Pharmaceutical literature does not offer any common definition for the term ‘quality’. The idea implied in most definitions is the idea that the drug product has to meet customer needs. Customers cannot assess the quality of their drugs and this is the reason why governments have to step in with rules and regulations to ensure the quality of medicines.
A study of the history of drug regulations reveals that most
laws were enacted in response to tragedies that occurred when patients received
drugs that were contaminated or not properly processed or incorrectly labeled.
This led to a focus by drug makers on Quality Control – the process of testing
the quality of products manufactured in their facilities.

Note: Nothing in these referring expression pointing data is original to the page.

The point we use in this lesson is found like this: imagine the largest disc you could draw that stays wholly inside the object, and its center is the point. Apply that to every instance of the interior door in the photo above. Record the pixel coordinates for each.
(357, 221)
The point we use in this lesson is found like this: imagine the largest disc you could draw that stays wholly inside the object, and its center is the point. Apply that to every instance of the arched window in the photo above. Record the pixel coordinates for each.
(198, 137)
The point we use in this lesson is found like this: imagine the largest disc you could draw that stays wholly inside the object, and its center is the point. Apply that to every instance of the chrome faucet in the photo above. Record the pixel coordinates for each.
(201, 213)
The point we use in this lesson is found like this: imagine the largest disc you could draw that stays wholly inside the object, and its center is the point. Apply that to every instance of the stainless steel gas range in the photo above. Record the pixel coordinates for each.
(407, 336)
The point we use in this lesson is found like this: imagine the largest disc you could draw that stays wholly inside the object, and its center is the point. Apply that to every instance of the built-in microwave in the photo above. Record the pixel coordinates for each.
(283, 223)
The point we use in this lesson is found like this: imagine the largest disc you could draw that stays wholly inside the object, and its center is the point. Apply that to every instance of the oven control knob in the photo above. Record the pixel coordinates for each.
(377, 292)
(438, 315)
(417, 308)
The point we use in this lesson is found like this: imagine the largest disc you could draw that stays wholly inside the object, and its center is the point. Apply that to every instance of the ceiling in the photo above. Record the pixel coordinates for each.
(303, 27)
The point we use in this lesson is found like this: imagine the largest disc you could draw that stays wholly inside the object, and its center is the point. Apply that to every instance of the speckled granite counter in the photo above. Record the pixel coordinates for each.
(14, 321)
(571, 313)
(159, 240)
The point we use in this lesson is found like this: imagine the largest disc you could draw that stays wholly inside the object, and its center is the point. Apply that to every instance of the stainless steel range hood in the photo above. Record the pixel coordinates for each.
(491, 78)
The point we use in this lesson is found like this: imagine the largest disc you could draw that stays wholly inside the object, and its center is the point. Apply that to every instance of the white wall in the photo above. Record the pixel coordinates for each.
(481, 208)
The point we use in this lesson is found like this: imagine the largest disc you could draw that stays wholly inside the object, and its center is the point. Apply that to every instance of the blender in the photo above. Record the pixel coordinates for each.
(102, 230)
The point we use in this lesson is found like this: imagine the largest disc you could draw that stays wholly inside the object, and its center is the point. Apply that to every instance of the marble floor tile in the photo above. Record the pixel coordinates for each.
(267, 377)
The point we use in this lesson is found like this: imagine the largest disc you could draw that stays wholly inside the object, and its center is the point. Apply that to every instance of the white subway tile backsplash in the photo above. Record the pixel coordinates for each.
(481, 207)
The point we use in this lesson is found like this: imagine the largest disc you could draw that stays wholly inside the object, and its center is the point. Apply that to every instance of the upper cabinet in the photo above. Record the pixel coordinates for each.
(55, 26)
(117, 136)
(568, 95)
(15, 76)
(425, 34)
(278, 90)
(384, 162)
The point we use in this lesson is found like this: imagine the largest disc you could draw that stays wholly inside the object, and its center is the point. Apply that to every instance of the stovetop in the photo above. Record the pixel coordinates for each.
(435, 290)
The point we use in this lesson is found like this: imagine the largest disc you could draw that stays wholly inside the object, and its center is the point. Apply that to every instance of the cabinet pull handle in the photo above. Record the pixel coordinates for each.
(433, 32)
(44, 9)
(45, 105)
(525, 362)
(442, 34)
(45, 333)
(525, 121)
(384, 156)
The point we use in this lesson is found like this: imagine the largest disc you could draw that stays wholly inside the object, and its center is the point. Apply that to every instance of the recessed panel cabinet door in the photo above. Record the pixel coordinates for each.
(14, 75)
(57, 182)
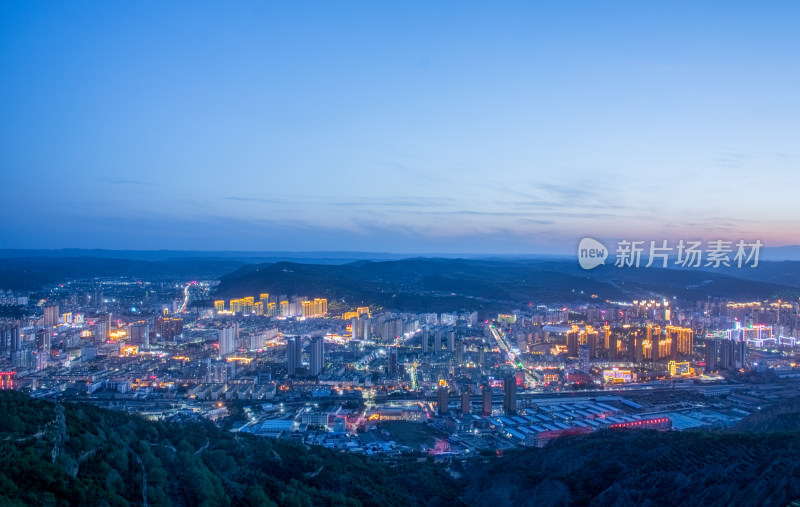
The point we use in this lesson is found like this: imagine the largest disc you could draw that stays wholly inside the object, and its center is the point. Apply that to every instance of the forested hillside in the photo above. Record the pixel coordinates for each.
(76, 454)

As time evolved, and pharmaceutical processes grew more
complex, it gradually came to be realized that no process is perfect all the
time, and there are drifts from normal functioning. The best testing methods
may miss detecting a problem because the destructive nature of the testing
means only a few samples drawn at random can be tested. Thus, there was a
realization that relying on mere testing of products at the end of the
manufacturing process is an ineffective (and costly) way of trying to ensure
quality.
According to regulatory bodies across the world, high-quality
drug products are those that can be relied upon to deliver the desired clinical
effects with consistency. Consumers of medicines need to know for sure that the
drug products they are consuming are of good quality, safe for consumption, and
will be effective in relieving them of their ailments. This quality can be
guaranteed only if the products have it built into them right from the very
first stage of design of the product and process. Realization of this basic
principle led to the International Conference on Harmonization (ICH) in 2002,
introducing a hitherto unheard-of term in the drug processing field – the
concept of ‘Quality by Design’ or QbD.
Quality by Design
The ICH guideline Q8 (R2) Pharmaceutical Development defines
QbD as, “A systematic approach to development that begins with predefined
objectives, emphasizes product, process understanding and process control,
based on sound science and quality risk management.”

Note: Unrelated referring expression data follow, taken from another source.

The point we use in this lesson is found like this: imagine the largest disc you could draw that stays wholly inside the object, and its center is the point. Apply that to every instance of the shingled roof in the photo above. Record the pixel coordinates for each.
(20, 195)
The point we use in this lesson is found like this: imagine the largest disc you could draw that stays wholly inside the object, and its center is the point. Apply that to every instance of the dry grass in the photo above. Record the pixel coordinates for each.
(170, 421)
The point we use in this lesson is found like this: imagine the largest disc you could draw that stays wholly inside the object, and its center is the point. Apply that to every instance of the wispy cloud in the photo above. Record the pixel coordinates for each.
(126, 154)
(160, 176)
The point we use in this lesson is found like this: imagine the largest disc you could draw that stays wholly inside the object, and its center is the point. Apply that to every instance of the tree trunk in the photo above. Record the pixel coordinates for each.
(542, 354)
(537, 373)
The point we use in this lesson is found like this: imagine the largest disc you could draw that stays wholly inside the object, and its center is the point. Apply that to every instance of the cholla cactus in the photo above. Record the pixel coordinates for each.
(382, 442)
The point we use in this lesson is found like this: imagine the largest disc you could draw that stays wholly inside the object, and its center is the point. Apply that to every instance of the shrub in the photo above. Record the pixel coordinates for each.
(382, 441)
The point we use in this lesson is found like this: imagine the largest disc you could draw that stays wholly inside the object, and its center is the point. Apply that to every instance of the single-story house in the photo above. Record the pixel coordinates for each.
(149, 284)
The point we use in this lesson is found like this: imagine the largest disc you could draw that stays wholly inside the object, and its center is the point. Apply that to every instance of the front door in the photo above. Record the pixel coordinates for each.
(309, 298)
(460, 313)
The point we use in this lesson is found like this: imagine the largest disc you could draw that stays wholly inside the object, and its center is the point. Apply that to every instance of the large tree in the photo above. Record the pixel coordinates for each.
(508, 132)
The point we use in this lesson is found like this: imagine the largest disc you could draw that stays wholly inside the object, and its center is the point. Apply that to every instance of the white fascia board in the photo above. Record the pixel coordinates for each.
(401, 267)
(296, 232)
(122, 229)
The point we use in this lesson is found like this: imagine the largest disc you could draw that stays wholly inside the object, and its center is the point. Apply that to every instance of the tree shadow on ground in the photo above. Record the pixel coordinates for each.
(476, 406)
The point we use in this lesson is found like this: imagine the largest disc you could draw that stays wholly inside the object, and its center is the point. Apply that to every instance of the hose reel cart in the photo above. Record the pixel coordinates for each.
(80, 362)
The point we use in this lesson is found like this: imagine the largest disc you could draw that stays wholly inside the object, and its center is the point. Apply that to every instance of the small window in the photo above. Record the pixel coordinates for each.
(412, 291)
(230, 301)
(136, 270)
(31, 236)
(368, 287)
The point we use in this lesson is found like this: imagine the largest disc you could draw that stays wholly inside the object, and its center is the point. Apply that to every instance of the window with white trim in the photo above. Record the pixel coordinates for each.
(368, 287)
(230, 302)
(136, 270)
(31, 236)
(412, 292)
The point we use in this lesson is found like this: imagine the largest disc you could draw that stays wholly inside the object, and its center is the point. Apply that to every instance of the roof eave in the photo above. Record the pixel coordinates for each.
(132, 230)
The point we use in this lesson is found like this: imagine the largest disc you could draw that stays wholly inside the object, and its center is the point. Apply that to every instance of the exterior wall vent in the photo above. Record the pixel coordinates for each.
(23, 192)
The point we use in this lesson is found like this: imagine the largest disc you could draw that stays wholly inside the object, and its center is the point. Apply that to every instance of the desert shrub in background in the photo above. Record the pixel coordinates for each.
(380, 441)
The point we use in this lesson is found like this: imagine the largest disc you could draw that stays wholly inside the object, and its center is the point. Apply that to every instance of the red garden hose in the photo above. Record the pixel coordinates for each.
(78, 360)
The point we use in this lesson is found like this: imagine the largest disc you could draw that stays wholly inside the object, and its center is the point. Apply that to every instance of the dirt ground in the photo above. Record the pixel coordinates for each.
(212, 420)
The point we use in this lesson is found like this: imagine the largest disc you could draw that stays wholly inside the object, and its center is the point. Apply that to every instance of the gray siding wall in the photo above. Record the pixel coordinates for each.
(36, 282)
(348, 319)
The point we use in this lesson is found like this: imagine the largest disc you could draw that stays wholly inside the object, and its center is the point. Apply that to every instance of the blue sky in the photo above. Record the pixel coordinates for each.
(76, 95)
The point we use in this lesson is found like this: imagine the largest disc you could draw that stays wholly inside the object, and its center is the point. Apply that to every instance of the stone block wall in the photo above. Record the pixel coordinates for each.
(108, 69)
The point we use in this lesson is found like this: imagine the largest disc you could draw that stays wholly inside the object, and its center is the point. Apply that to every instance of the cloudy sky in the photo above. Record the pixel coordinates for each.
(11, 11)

To achieve the objective of QbD, it is important to
understand product characteristics and study process characteristics using a
combination of prior knowledge and experimental studies. From this data
generated during product development, it becomes possible to decide which
quality parameters in starting materials are the most important, and which
critical processing factors need to be controlled to achieve a product with all
the desired quality attributes.
The ICH Q10 guideline says that a Pharmaceutical Quality
System is one that “assures that the desired product quality is routinely met,
suitable process performance is achieved, the set of controls are appropriate,
improvement opportunities are identified and evaluated, and the body of
knowledge is continually expanded.”
Fig: Quality by Design
In other words, a robust pharmaceutical quality system is
the key to supplying customers with high-quality drugs. Such a system has the
following characteristics:
• Aligned with requirements of current Good Manufacturing
Practices (cGMP)
• Science-based and risk-based
• Comprehensive
• Proactive and accountable
Developing such pharmaceutical quality systems is the key to
efficiently meeting patient requirements. Because they deliver consistent
quality, these systems also serve to increase the confidence of regulatory
bodies about the organization’s commitment to quality.